2. CREATE THE DATABASE
   cPanel → MySQL Databases
   • Create database:   momentum
     (cPanel will prefix your account name, e.g. mistbaker_momentum)
   • Create MySQL user: momentum
   • Add the user to the database, grant ALL PRIVILEGES
   • Note down the full name, username, and password

3. RUN THE INSTALLER
   cPanel → phpMyAdmin
   • Click your *_momentum database in the left sidebar
   • Top tabs: SQL
   • Either:
       (a) Open install.sql, copy all of it, paste into the box
       (b) Or use Import tab → upload install.sql
   • Click Go
   • You should see green check messages + a summary table

4. EDIT api/db.php
   Open public_html/api/db.php  (File Manager → Edit) and update:

       const DB_NAME = 'mistbaker_momentum';           // ← your DB
       const DB_USER = 'mistbaker_momentum';           // ← your user
       const DB_PASS = 'the-password-you-set';
       const ALLOWED_ORIGINS = 'https://yourdomain.com';

5. VERIFY
   Visit  https://yourdomain.com/  in a browser.
   You'll see a status page with green check marks if all is well.

6. FIRST LOGIN
   After the React build is uploaded (step 7), log in with:
       Email:    admin@misterbaker.com
       Password: admin123
   THEN CHANGE THE PASSWORD IMMEDIATELY.

7. UPLOAD THE REACT APP
   Build the Momentum frontend with Vite:
       npm run build
   Upload the contents of dist/ into public_html/, overwriting
   this placeholder index.html.


AFTER INSTALL
────────────────────
• Delete install.sql from public_html (it's no longer needed
  and ideally shouldn't be web-accessible).
• Remove api/ping.php — it leaks schema info.
• Enable AutoSSL in cPanel, then uncomment the HTTPS redirect
  blocks in both .htaccess files.


RE-RUNNING THE INSTALLER
────────────────────
install.sql is IDEMPOTENT — safe to run again.
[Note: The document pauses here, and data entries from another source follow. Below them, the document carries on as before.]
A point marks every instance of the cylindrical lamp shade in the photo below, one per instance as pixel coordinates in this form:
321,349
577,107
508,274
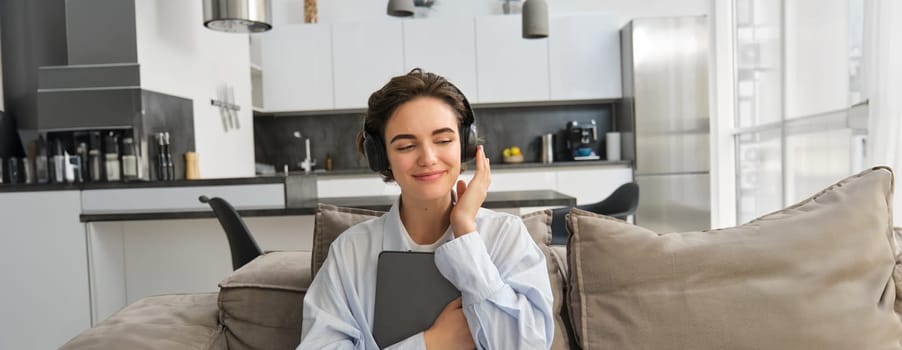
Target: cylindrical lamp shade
400,8
535,19
238,16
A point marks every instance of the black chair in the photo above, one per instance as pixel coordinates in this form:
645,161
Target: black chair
241,244
620,204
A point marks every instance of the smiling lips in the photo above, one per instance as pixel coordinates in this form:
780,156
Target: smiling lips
429,176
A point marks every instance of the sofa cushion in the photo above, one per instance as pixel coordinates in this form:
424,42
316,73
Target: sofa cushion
539,226
261,303
331,221
176,321
816,275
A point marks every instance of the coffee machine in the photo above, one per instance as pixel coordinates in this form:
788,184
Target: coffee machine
581,138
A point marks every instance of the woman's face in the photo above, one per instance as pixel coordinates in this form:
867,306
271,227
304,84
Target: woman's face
423,147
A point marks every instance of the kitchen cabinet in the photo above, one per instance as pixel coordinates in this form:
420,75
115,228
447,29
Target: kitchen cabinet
509,68
46,298
584,56
297,68
444,47
365,56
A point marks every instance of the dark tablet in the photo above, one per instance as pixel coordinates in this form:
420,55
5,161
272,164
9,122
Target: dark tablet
410,294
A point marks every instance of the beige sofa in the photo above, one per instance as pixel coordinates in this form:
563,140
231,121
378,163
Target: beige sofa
821,274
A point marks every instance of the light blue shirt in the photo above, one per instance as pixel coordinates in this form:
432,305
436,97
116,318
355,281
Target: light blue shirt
501,273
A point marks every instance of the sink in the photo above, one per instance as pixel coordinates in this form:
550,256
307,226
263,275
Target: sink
300,191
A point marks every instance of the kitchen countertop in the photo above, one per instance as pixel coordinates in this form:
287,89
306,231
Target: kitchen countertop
511,199
268,179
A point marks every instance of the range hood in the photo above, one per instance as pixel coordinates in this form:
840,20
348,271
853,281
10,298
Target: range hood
238,16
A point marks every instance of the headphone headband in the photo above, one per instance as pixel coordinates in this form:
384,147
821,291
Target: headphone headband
374,145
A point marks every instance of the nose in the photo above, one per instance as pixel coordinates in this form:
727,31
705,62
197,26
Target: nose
428,155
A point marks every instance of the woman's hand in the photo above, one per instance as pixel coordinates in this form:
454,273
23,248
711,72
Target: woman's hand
450,330
470,197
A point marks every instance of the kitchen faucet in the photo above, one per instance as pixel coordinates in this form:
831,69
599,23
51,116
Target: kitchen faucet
308,163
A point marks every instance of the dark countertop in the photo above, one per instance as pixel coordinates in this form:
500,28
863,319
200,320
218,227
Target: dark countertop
269,179
512,199
141,184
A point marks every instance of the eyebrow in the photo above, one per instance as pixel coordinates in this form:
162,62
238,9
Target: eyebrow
409,136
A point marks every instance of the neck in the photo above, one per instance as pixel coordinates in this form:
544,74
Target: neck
425,220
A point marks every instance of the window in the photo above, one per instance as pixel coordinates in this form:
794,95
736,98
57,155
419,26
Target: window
798,114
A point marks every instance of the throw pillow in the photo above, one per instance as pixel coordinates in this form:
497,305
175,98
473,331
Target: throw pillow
329,222
816,275
260,304
539,226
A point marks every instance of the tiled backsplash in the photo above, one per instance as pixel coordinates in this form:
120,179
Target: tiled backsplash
498,127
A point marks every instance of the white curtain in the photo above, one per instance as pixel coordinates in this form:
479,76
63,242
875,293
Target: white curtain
883,87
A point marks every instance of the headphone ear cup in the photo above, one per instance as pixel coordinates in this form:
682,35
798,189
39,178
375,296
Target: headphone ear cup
375,153
468,143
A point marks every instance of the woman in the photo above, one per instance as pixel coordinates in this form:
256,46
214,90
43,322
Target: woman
415,132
It will:
  • create anything missing
  • leave existing data and passwords untouched
  • record each version in the schema_migrations table


TROUBLESHOOTING
────────────────────
Symptom                              Likely cause
─────────────────────────            ────────────────────────────────
500 on /api/...                      api/db.php credentials wrong, OR
                                     api/.htaccess wasn't uploaded
"Could not reach api/ping"           api folder didn't get uploaded,
                                     OR .htaccess permissions wrong
"No tables found" on ping            install.sql wasn't run, OR was
                                     run against the wrong database
CORS / cookie errors                 ALLOWED_ORIGINS in db.php must
                                     EXACTLY match your site URL
                                     (https://, no trailing slash)
Login says wrong password            That's only true if the seed
                                     hash didn't import. Open
                                     phpMyAdmin → users → admin row
                                     and confirm password_hash starts
                                     with $2b$ or $2y$


Need anything else, ask. Enjoy the calm.